8) Nahkoda wajib dalam 48 jam setelah tibanya di pelabuhan darurat atau di pelabuhan
tujuan akhir, menunukkan atau menyuruh menunjukkan buku harian kapal atau buku harian
kepada pegawai pendaftaran anak buah kapal, dan minta agar buku itu ditandatangani oleh
pegawai tersebut sebagai tanda telah dilihatnya

9) Nahkoda wajib memberi pertolongan kepada orang-orang yang ada dalam bahaya,
khususnya bila kapalnya tertibat dalam tubrukan, kepada kapal lain yang terlibat dan orang-
orang yang ada di atasnya, dalam batas kemampuan nahkoda tersebut, tanpa mengakibatkan
kapalnya sendiri dan penumpangpenumpangnya tersebut ke dalam bahaya besar. Di samping itu
ia wajib, bila hal ini mungkin baginya memberitahukan kepada kapal lain yang terlibat dalam
tubrukan itu, nama kapalnya, pelabuhan tempat kapal terdaftar, dan pelabuhan tempat
kedatangan dan tempat tujuannya. Bila kewajiban ini tidak dipenuhi oleh nahkoda, hal ini tidak
memberi kepadanya hak tagih terhadap pengusaha kapal.

10) Nahkoda kapal Indonesia yang bertujuan ke Indonesia, dan sedang berada di pelabuhan
luar Indonesia, wajib membawa ke Indonesia, pelaut-pelaut berkewarganegaraan Indonesia dan
penduduk Indonesia, yang berada di sana dan membutuhkan pertolongan, bila di kapal ada
tempat untuk mereka.

2. Anak Buah Kapal

1) Selama anak buah kapal berada dalam dinas di kapal, ia wajib melaksanakan perintah
nahkoda dengan seksama

2) Tanpa izin nahkoda, anak buah kapal tidak boleh meninggalkan kapal.

v Larangan

1. Nahkoda

Nahkoda tidak boleh meninggalkan kapalnya selama pelayaran atau bila ada bahaya mengancam,
kecuali bila ketidakhadirannya mutlak perlu atau dipaksa untuk itu oleh ikhtiar penyelamatan diri

2. Anak Buah Kapal

Anak buah kapal tidak boleh membawa atau mempunyai minuman keras atau senjata di kapal
tanpa izin nahkoda.

v Kewenangan dan Hak

1. Nahkoda
1) Setelah tiba di suatu pelabuhan, nahkoda dapat menyuruh pegawai yang berwenang untuk
membuat keterangan kapal mengenai kejadian dalam perjalanan.

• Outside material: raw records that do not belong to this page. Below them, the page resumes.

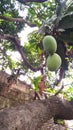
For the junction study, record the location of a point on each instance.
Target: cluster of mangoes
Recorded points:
(50, 46)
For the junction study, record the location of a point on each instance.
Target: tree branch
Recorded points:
(25, 1)
(17, 20)
(32, 115)
(20, 49)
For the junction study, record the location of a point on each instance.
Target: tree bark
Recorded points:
(32, 115)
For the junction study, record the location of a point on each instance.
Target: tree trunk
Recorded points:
(32, 115)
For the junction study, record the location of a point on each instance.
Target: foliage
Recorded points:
(44, 17)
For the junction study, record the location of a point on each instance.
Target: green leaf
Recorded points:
(66, 22)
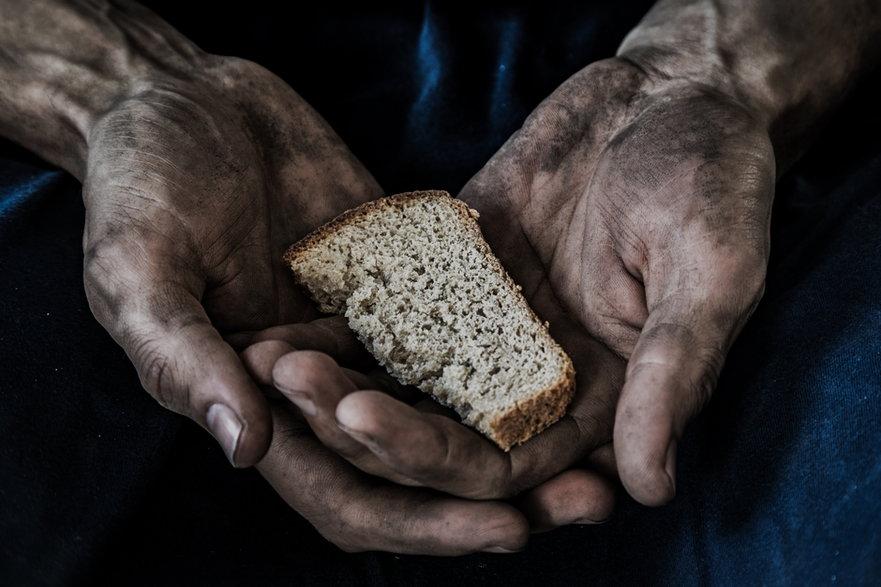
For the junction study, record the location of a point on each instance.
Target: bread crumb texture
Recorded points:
(422, 290)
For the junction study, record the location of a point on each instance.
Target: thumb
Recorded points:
(181, 359)
(670, 376)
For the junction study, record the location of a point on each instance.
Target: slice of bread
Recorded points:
(422, 290)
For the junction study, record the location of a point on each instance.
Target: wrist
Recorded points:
(56, 86)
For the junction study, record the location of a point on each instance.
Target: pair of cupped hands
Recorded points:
(632, 208)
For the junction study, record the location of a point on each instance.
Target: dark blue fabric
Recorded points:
(780, 477)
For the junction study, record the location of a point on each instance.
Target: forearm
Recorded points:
(790, 62)
(63, 64)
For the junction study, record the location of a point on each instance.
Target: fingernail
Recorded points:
(499, 550)
(226, 428)
(301, 400)
(363, 438)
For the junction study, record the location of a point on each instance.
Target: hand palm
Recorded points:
(193, 189)
(644, 210)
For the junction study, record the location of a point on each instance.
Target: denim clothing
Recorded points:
(779, 480)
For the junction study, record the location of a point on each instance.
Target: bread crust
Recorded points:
(523, 420)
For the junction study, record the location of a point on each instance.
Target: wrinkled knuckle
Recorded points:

2) Bila sangat diperlukan, demi keselamatan kapal atau muatannya, nahkoda berwenang
untuk melemparkan ke laut atau memakai habis perlengkapan kapal dan bagian dari muatan.

3) Nahkoda dalam keadaan darurat selama perjalanan berwenang untuk mengambil dengan
membayar ganti rugi, bahan makanan yang ada pada para penumpang atau yang termasuk
muatan, untuk digunakan demi kepentingan semua orang yang ada di kapal.

4) Nahkoda mempunyai kekuasaan disipliner atas anak buah kapal. Untuk mempertahankan
kekuasaan ini ia dapat mengambil tindakan yang selayaknya diperlukan.

5) Nahkoda mempunyai kekuasaan di kapal atas semua penumpang. Mereka wajib menaati
perintah yang diberikan oleh nahkoda untuk kepentingan keamanan atau untuk mempertahankan
ketertiban dan disiplin.

2. Anak Buah Kapal

Setiap anak buah kapal di kapal harus diberi kesempatan untuk melihat daftar anak buah kapal
dan perjanjian yang menyangkut dirinya.